Shame he hadn’t realised that person wasn’t Sam when they’d married almost seventeen years ago.
Sam climbed into the driver’s seat of her car, ignoring her phone when it rang the second she pulled out of her parking space. Whoever it was would have to wait; she had plenty to deal with right now. She wished she had someone to run to, a boyfriend who could console her for the crappy day she was having. But all her efforts at injecting romance into her life since her marriage broke down had fallen flat on their face. Not that there had been many opportunities over the years, and even when there were, Sam tended to put Audrey first and soon lost focus on anyone else coming into their lives, and she had a certain reluctance to risk getting close to a man who might simply change his mind the way her ex-husband had. Nobody deserved that kind of hurt, and certainly not twice in a lifetime.
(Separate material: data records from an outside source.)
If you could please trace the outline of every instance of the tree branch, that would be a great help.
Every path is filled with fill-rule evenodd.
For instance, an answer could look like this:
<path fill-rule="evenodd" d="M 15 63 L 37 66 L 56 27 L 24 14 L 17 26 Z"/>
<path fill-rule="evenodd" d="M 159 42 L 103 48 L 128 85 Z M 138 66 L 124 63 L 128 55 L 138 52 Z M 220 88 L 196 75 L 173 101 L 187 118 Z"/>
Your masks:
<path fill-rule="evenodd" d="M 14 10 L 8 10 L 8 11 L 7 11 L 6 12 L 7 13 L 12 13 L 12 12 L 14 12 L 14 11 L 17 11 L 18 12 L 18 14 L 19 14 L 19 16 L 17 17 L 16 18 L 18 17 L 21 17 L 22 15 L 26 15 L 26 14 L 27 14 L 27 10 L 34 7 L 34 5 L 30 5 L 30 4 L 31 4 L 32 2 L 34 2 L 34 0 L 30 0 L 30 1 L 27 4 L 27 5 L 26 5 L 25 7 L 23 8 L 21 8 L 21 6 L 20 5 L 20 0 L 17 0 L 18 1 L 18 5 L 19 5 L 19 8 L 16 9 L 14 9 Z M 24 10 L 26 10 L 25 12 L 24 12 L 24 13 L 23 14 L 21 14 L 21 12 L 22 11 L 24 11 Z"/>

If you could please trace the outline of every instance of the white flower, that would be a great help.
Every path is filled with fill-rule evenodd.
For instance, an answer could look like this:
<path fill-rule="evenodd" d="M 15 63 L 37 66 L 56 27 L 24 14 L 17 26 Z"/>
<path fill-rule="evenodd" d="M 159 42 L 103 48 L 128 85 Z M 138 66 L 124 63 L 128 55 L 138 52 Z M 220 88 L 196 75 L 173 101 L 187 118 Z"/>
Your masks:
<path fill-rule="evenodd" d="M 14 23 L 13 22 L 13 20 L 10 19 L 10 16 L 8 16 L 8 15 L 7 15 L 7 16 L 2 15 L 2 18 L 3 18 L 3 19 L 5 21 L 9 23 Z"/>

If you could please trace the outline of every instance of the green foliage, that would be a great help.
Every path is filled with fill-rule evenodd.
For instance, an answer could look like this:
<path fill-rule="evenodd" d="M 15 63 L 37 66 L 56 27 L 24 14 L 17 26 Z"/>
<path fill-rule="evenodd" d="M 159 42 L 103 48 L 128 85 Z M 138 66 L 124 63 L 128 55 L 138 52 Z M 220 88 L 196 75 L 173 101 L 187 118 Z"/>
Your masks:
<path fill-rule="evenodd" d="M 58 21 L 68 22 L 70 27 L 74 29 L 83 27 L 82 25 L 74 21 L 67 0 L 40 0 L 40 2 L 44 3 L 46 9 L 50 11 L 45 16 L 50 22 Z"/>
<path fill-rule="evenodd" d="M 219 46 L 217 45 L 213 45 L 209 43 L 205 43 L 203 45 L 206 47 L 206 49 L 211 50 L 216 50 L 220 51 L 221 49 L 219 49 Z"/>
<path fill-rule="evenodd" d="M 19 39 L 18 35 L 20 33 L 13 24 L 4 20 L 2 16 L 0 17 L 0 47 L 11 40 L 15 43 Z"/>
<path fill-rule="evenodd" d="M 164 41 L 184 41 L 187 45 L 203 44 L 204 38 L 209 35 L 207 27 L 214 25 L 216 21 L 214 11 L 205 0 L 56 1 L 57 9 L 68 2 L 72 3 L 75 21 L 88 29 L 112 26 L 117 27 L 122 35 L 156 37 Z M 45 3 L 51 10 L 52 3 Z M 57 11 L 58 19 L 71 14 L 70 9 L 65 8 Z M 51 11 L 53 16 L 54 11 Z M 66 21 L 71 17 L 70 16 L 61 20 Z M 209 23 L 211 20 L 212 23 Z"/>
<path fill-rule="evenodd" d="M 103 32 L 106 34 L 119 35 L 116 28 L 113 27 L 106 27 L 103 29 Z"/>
She drove the thirty-five minute commute for the last time, taking her from the office to the smart detached residence she shared with Audrey in a small village in Cheshire, an area of the country far enough away from her home childhood home in Mapleberry that she’d felt like she was starting over when she first moved up here and got married at the age of twenty-two. Mapleberry hadn’t held too many good memories in the end, and Sam had been almost as desperate to get out of the village she grew up in as she had her family home.
She pulled up on the drive, struggled up to the porch with the box in her arms and fumbled her attempt to put her keys in the front door to open up. ‘Damn it!’ she yelled when she dropped the entire lot as Audrey pulled the door open from the other side.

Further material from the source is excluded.